I think I've been not used to having someone there when I'm emotional, hungover and anxious x that's why I've called him

Can you put your energy into sorting yourself out, instead of looking for a man to have more children with?

In any case, the current candidate is clearly unsuitable - surely you can see that?

If you have a problem with alcohol, have a look at Alcohol Explained by William Porter on YouTube.

cherrytree23 · 16/10/2023 12:43

I discovered he was doing cocaine 3 times a week in his car alone in 2021 for a year.
He lied to me for a year about it. I gave him a second chance. He went to Meetings and I asked to track his bank account and whereabouts etc and since he swore blind he's been clean for two years and I can do weekly drugs tests on him
If I take him back.
Then I've suffered two more miscarriages after this too. He was there for them too.
I've never really fully trusted him again.
He let
Me recently check his bank acc and I've seen transactions to his mate who he works with £40 here £100 here a week. His mate is a big coke user and when I asked him
Why he had been transferring him money he said his mate had issues with his bank acc and he gave him the cash he transferred.

OP posts:
cherrytree23 · 16/10/2023 12:47

And I appreciate every one's opinion that's why I asked. I don't drink hardly ever. I've jus gone out a few times since
The breakup on a night out. And my children do always come first im a good mum. I've just tried to give him a second chance and I think because of
The losses I felt we were bonded and he could change indefinitely x

OP posts:
Blough · 16/10/2023 13:13

Checking a cokeheads bank account just so you can have a boyfriend is so depressing.
What strategies do you have in place to ensure your kids won't follow your example?

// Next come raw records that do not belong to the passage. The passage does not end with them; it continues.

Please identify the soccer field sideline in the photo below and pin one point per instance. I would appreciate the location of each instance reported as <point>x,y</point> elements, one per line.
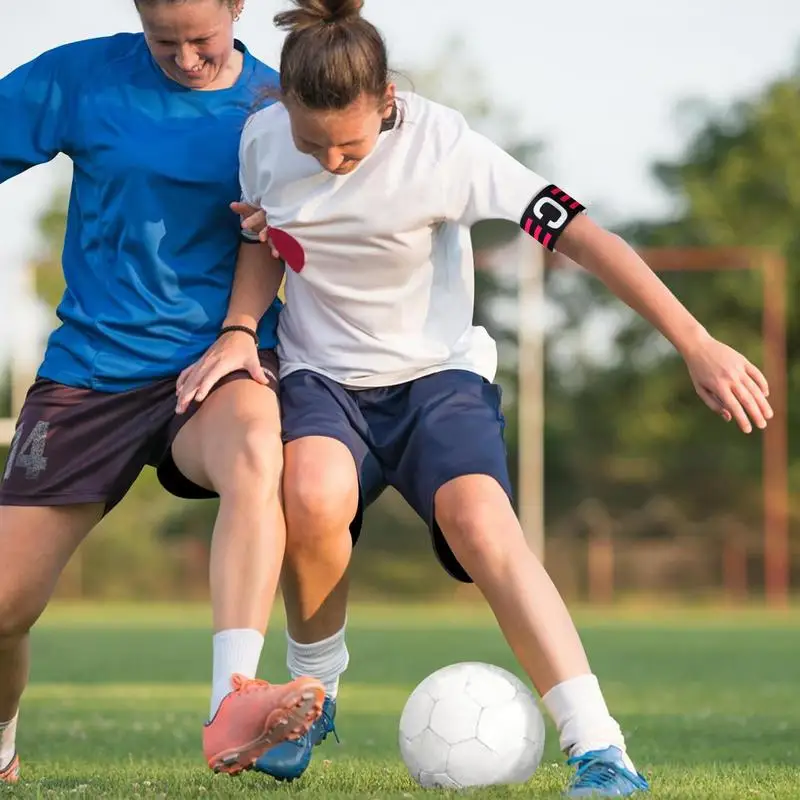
<point>405,615</point>
<point>707,697</point>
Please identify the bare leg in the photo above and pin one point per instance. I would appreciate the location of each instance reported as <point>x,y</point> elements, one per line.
<point>36,543</point>
<point>481,528</point>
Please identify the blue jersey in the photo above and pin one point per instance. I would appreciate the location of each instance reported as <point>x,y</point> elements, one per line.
<point>151,244</point>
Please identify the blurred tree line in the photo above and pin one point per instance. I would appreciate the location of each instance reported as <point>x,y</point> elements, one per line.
<point>625,431</point>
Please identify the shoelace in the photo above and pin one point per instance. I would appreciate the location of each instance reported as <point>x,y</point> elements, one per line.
<point>242,684</point>
<point>595,772</point>
<point>329,726</point>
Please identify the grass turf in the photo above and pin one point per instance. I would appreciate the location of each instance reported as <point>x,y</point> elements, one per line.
<point>708,701</point>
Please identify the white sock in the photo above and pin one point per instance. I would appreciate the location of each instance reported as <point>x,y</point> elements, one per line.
<point>581,715</point>
<point>235,651</point>
<point>325,660</point>
<point>8,744</point>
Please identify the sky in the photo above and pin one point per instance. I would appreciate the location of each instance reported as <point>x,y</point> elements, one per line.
<point>599,83</point>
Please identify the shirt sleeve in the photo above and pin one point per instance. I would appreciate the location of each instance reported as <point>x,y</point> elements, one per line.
<point>248,174</point>
<point>35,106</point>
<point>487,183</point>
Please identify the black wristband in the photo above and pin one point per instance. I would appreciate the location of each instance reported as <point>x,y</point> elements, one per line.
<point>242,328</point>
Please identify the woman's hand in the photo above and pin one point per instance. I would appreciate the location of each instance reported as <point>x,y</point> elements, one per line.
<point>254,221</point>
<point>729,384</point>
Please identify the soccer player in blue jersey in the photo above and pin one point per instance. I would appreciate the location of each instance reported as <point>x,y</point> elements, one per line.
<point>370,195</point>
<point>152,124</point>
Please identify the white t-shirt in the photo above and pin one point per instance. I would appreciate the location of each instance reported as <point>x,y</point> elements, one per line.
<point>386,293</point>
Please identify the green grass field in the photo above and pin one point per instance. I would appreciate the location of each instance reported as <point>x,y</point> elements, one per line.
<point>709,702</point>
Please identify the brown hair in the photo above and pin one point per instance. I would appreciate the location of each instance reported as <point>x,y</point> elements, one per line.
<point>332,55</point>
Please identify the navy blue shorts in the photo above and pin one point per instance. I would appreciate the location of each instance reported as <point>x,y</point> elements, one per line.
<point>415,436</point>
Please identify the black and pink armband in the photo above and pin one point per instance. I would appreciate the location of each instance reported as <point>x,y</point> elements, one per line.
<point>548,215</point>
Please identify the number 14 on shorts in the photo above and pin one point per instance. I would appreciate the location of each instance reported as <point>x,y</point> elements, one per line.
<point>28,453</point>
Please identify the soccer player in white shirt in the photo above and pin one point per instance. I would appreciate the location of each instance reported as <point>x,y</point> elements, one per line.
<point>370,195</point>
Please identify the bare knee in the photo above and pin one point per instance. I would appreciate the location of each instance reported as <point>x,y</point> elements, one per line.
<point>256,456</point>
<point>18,614</point>
<point>320,498</point>
<point>479,525</point>
<point>249,462</point>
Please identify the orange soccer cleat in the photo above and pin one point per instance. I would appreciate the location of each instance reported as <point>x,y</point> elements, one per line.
<point>256,716</point>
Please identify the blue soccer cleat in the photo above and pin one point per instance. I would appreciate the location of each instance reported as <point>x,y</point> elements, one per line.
<point>289,760</point>
<point>602,773</point>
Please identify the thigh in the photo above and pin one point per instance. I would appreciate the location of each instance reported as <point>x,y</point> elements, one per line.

What work do you plan on doing on yourself to ensure you never even glance at such a shit bloke again? Self esteem/self respect/bare minimum decency standards in males are all areas that need work.

hattie43 · 16/10/2023 13:14

Nope no chance

Dotty87 · 16/10/2023 13:26

It was a hard no just reading the first line, I think you need to work on your self esteem and figure out why you're setting your bar so low.

DatingDinosaur · 16/10/2023 17:17

“I need to cut him off let it go”

Yes OP. You need to do this. He hasn’t changed. Doesn’t sound like he’ll ever change. Deep in your heart of hearts you know this.